Bayesian deep learning (BDL) is a promising approach to achieve well-calibrated predictions on distribution-shifted data. Nevertheless, there exists no large-scale survey that evaluates recent SOTA methods on diverse, realistic, and challenging benchmark tasks in a systematic manner. To provide a clear picture of the current state of BDL research, we evaluate modern BDL algorithms on real-world datasets from the WILDS collection containing challenging classification and regression tasks, with a focus on generalization capability and calibration under distribution shift. We compare the algorithms on a wide range of large, convolutional and transformer-based neural network architectures. In particular, we investigate a signed version of the expected calibration error that reveals whether the methods are over- or under-confident, providing further insight into the behavior of the methods. Further, we provide the first systematic evaluation of BDL for fine-tuning large pre-trained models, where training from scratch is prohibitively expensive. Finally, given the recent success of Deep Ensembles, we extend popular single-mode posterior approximations to multiple modes by the use of ensembles. While we find that ensembling single-mode approximations generally improves the generalization capability and calibration of the models by a significant margin, we also identify a failure mode of ensembles when finetuning large transformer-based language models. In this setting, variational inference based approaches such as last-layer Bayes By Backprop outperform other methods in terms of accuracy by a large margin, while modern approximate inference algorithms such as SWAG achieve the best calibration.
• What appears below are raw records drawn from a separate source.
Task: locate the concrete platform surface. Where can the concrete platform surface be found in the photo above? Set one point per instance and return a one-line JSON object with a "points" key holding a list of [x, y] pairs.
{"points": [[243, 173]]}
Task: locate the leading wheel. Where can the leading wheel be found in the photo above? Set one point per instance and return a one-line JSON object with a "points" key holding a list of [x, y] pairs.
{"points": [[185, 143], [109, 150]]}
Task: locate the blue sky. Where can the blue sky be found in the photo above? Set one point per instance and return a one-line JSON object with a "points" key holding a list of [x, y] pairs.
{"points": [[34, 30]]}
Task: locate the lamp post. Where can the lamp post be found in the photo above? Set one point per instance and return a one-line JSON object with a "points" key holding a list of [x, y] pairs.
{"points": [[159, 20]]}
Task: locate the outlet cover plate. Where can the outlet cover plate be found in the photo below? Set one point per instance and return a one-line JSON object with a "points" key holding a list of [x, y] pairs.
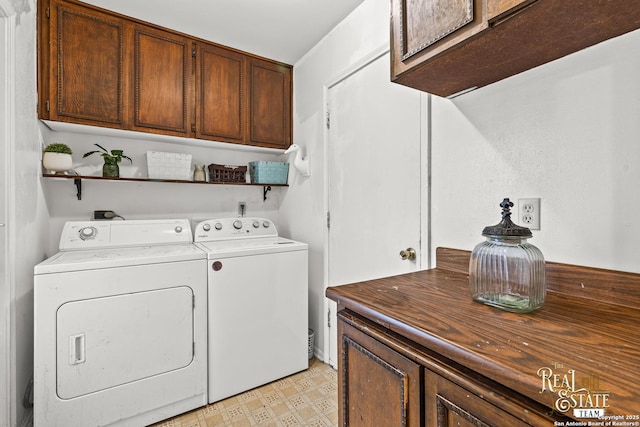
{"points": [[529, 213]]}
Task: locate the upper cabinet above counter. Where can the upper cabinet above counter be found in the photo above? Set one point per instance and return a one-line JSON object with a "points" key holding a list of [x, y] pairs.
{"points": [[100, 68], [448, 47]]}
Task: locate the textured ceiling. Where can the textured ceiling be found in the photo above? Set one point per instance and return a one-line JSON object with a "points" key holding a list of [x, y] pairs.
{"points": [[283, 30]]}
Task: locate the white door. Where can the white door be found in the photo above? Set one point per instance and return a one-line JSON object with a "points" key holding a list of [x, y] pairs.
{"points": [[377, 196], [7, 30]]}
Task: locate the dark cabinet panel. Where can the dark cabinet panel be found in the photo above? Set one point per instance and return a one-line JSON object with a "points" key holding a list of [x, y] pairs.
{"points": [[221, 94], [104, 69], [270, 99], [89, 67], [162, 82], [447, 47], [379, 387]]}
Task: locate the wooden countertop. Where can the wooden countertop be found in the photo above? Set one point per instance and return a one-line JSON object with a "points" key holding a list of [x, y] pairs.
{"points": [[595, 334]]}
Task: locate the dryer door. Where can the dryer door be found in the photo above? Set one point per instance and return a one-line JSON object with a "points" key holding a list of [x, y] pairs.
{"points": [[109, 341]]}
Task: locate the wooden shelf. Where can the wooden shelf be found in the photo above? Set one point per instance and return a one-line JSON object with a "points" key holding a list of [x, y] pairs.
{"points": [[78, 182]]}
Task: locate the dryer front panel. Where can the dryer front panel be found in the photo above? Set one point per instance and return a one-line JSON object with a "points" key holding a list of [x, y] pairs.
{"points": [[94, 354]]}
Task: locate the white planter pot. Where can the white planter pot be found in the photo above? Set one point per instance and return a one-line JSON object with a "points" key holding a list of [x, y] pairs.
{"points": [[57, 162]]}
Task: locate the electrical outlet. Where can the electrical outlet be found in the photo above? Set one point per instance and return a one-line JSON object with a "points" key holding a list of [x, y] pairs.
{"points": [[529, 213], [242, 208]]}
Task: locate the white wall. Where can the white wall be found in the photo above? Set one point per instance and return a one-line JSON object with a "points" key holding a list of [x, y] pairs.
{"points": [[567, 132], [28, 231], [303, 209]]}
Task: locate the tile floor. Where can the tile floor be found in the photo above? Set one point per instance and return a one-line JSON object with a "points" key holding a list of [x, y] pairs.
{"points": [[308, 398]]}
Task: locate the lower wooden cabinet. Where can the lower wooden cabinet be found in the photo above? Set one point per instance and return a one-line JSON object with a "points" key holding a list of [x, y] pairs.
{"points": [[378, 386], [384, 381]]}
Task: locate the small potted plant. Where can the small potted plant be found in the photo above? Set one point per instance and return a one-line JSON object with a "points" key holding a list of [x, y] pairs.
{"points": [[57, 158], [112, 158]]}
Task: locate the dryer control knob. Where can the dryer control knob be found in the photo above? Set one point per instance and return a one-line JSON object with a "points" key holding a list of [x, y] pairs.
{"points": [[88, 233]]}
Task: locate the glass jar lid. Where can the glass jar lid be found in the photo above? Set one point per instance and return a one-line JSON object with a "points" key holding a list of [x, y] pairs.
{"points": [[506, 227]]}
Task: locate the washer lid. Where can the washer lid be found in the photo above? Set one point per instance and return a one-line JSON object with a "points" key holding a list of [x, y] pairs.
{"points": [[81, 235], [245, 247], [93, 259]]}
翻译：贝叶斯深度学习（BDL）是实现分布偏移数据上良好校准预测的一种有前景的方法。然而，目前尚无大规模调查能够在多样化、真实且具有挑战性的基准任务上系统性地评估最新方法。为清晰呈现BDL研究的当前状态，我们在WILDS数据集的真实世界任务上评估了现代BDL算法，这些任务包含具有挑战性的分类与回归问题，重点关注分布偏移下的泛化能力与校准性能。我们在大规模卷积神经网络和基于Transformer的神经网络架构上比较了这些算法。特别地，我们考察了带符号的期望校准误差，该误差可揭示方法是否过度自信或信心不足，从而深入理解方法的行为特性。此外，我们首次系统评估了BDL在微调大型预训练模型中的应用——当从头训练成本过高时，这种微调方式尤为重要。最后，鉴于深度集成方法的近期成功，我们通过集成方法将流行的单模态后验近似扩展至多模态。研究发现，尽管集成单模态近似通常能显著提升模型的泛化能力与校准性能，但在微调大型基于Transformer的语言模型时，集成方法存在失效模式。在此场景中，基于变分推断的方法（如最后一层贝叶斯反向传播）在准确率上大幅领先其他方法，而现代近似推断算法（如SWAG）则实现了最佳校准效果。